A paper by Rozen et al (2008) indicates that while large populations are more effective in fixing mutations with large positive effects, small populations can be more effective in complex "rugged" adaptive landscapes.
While such determinism speeds adaptation on the smooth adaptive landscape represented by the simple environment, it can limit the ability of large populations from effectively exploring the underlying topography of rugged adaptive landscapes characterized by complex environments.
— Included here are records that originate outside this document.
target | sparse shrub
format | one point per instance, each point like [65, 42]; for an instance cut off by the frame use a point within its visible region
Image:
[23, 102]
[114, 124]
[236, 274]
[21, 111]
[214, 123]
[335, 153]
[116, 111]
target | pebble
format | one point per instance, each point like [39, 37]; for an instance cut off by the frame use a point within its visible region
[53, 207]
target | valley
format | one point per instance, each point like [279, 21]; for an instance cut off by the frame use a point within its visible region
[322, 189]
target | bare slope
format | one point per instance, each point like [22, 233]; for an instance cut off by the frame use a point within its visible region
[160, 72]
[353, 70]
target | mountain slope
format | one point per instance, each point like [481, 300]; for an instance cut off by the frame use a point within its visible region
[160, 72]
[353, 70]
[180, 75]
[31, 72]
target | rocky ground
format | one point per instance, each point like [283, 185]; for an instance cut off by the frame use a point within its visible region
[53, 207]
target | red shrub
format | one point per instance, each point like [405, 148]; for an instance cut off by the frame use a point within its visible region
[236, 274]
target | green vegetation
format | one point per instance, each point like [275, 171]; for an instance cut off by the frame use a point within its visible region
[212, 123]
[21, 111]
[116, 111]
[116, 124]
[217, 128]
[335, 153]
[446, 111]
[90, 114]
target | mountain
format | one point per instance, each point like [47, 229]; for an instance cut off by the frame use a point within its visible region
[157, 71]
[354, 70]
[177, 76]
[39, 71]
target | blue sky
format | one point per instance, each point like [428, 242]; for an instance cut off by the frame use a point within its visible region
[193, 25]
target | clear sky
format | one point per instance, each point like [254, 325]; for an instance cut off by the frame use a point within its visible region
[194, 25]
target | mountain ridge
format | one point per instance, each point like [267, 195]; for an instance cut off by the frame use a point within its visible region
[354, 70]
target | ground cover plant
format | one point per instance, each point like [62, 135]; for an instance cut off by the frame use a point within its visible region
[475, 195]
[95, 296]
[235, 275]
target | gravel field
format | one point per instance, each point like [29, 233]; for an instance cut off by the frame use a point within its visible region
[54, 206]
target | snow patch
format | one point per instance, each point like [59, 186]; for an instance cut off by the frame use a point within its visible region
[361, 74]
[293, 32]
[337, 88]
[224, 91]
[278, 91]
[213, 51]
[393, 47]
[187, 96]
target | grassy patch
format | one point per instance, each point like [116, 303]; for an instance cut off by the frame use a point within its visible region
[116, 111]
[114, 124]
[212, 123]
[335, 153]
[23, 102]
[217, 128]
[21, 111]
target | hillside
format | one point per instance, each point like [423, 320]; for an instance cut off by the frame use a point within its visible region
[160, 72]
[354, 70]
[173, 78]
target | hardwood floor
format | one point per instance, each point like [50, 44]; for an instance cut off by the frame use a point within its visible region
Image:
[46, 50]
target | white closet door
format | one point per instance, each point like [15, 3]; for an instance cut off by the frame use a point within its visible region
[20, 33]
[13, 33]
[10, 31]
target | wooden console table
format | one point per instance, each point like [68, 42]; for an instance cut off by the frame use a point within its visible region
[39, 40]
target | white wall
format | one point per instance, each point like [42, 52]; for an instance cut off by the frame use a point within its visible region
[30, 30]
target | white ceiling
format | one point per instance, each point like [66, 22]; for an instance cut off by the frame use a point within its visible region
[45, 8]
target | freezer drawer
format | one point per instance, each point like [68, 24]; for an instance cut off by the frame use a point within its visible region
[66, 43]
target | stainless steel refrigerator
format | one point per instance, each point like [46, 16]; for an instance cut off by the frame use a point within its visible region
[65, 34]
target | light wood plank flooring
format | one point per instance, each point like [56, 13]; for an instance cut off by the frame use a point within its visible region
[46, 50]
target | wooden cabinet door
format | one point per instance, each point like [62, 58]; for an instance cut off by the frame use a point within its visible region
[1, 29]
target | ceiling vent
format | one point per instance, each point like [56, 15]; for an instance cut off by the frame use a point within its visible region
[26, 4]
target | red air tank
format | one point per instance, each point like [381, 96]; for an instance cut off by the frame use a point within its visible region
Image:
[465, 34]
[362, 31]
However, this does not deal directly with the rate of evolution, but mostly about attaining the highest possible fitness in a particular fitness landscape. Another interesting paper is Desai et al. (2007), but I haven't looked through this yet. However, they find (for asexual bacteria) that the speed of adaptation scales less than linearly with population size, and similar results have also been found in studies from Lenski's group. Their interpretation is that evolution is driven by multiple concurrent mutations of small effect and not one-by-one fixation of single mutations (which would favour large populations more).
For your case of evolution of resistance, I think one crucial thing is if you expect resistance to be driven by a few single mutations or combinations of many mutations that interact (related to whether resistance is "easy" or "hard" to evolve). From what I understand, the first case should favour a single large population (since they will fix mutations for resistance more quickly), while the second case might favour many smaller populations (since you might get more effective exploration of combinations of mutations)
These are just a few starting points in a very large field, and I hope that you find them useful.